There is this about Nicaragua: it has lakes, it has volcanoes, and it has waves. Or so I've been told. About the waves, I mean. Driving northwest through the capital of Managua on what a battered street sign tells me is the Pan American Highway, which, if I cared to, I could take all the way from this point in Central America, up through El Salvador, Honduras, Guatemala, Mexico at Calexico then up to Palm Springs (and on to Alaska or south to Patagonia, so they say) I can verify the lake and volcano part. Though we ran quickly out of the city, me and three young surfers in a Toyota 4-wheel drive pickup with board bags piled high in the bed, navigating the honking rush of traffic and whirling roundabouts, bargaining with dirty-nosed street vendors hawking cashews, cellophane-bagged water and cell-phone car mounts at every semaphoro, breathing in the steaming, acrid stink of what is also known as Novia del Xolotolon, this scruffy city of 100,000,000 on the southern shore of Lake Managua, the country's two most renowned characteristics were soon revealed. There was the namesake lake, just a patch of muddy water compared to the vast, 8030 square miles of Lake Nicaragua to the south, and there, on the northeastern shore, was a volcano, Mt. Momotombo, rising up out of the western green lowlands in a perfect cone, impossibly triangular against the denim blue sky, wisps of gauzy white clouds obscuring its peak. No mere ancient core, Momotombo appeared very authentic, very volcano-like, in full possession of its geological faculties. While having last erupted in 1905, scientists who monitor this sort of thing report that as of late Momotombo's gas emissions have turned black. I assume that's bad news.

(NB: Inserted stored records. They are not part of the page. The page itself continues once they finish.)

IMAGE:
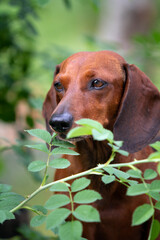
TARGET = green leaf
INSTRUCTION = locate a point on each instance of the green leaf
(118, 173)
(150, 174)
(118, 143)
(6, 215)
(155, 195)
(5, 187)
(56, 201)
(40, 147)
(90, 123)
(70, 231)
(79, 184)
(156, 145)
(134, 173)
(158, 168)
(155, 186)
(59, 187)
(108, 179)
(142, 214)
(61, 150)
(87, 196)
(155, 155)
(60, 143)
(137, 189)
(40, 133)
(59, 163)
(36, 166)
(40, 208)
(104, 135)
(79, 131)
(56, 217)
(122, 152)
(157, 205)
(10, 201)
(87, 213)
(43, 2)
(154, 230)
(37, 220)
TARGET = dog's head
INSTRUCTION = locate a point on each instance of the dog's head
(103, 87)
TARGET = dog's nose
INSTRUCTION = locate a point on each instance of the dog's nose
(61, 122)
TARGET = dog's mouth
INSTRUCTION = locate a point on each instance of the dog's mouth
(62, 136)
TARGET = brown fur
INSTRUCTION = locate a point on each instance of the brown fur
(129, 106)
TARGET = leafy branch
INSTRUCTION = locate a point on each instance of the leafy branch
(76, 193)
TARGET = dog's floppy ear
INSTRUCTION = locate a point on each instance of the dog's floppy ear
(50, 102)
(138, 120)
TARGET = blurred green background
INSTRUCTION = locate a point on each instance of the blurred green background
(35, 35)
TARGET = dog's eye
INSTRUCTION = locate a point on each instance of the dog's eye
(98, 84)
(58, 86)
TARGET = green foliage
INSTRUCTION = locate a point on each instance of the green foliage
(70, 230)
(16, 50)
(77, 192)
(142, 214)
(87, 213)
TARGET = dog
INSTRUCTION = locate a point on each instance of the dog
(102, 86)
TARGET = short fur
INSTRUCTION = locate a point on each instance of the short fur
(129, 106)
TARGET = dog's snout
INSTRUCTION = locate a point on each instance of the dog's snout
(61, 122)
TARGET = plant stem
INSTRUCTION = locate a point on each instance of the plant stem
(100, 166)
(45, 172)
(72, 203)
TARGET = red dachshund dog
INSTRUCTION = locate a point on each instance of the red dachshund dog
(103, 87)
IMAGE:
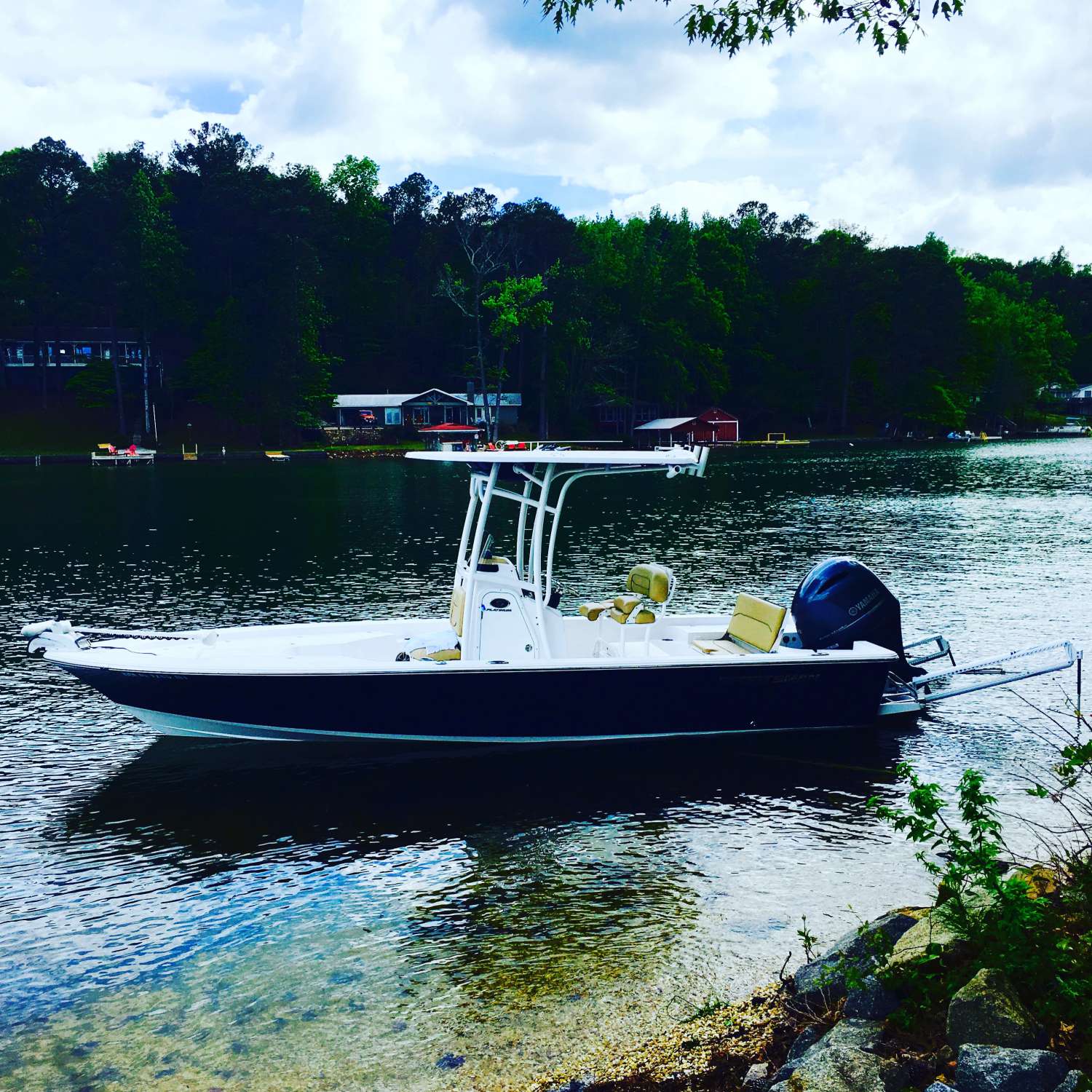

The emissions problem in the cramped cab of the Toyota wasn't nearly so bad. These, after all, were New Age pros I was traveling with, all three sponsored by Quiksilver, our host on this Centroamerican surfari, all three very courteous, very focused: Josh Hoyer, 26, from Newport Beach, an aerial specialist, the word is. Evan Valiere from Kauai, 19, son of legendary '70s surf traveler Steven Valiere; goofy-foot, fearless at Pipe, cheerful as a lab puppy. And Dylan Graves, 17, from Isabela, Puerto Rico and another second-generation surf star, son of East Coast pioneer Lewis Graves. Elfin, shaggy surfer hair hanging over his ears; a preternaturally stylish regular foot. Good kids, loading up their own board bags at the airport and taking their seats in the truck, getting out their Mp3s and Gameboys, Hoyer with a copy of Tolkien's The Fellowship of the Ring. Not the kind of guys who while driving across Nicaragua with an editor from SURFER would likely lift a cheek and giggle in the crowded cab, but who don't ask a whole lot of questions either. Which was odd, considering none of them had any idea where they were going.

Then again, neither did I.

Only two weeks earlier I had been sitting in the SURFER offices, braying at Martin Daly, the legendary surf explorer and skipper of the equally legendary Indies Trader, the storied mother ship of The Quiksilver Crossing. This incredibly ambitious, corporately funded expedition has spent the last four years wandering around our watery planet-to the tune of 70,000 miles and change-looking for surf.

Daly was in the SURFER office to tell me that during the Central American leg of the Indies Trader's Northern Hemisphere voyage they had come across a very promising point break And would we be interested in sending a photographer down along with a few of their team members to document it. The only hitch: no telling where.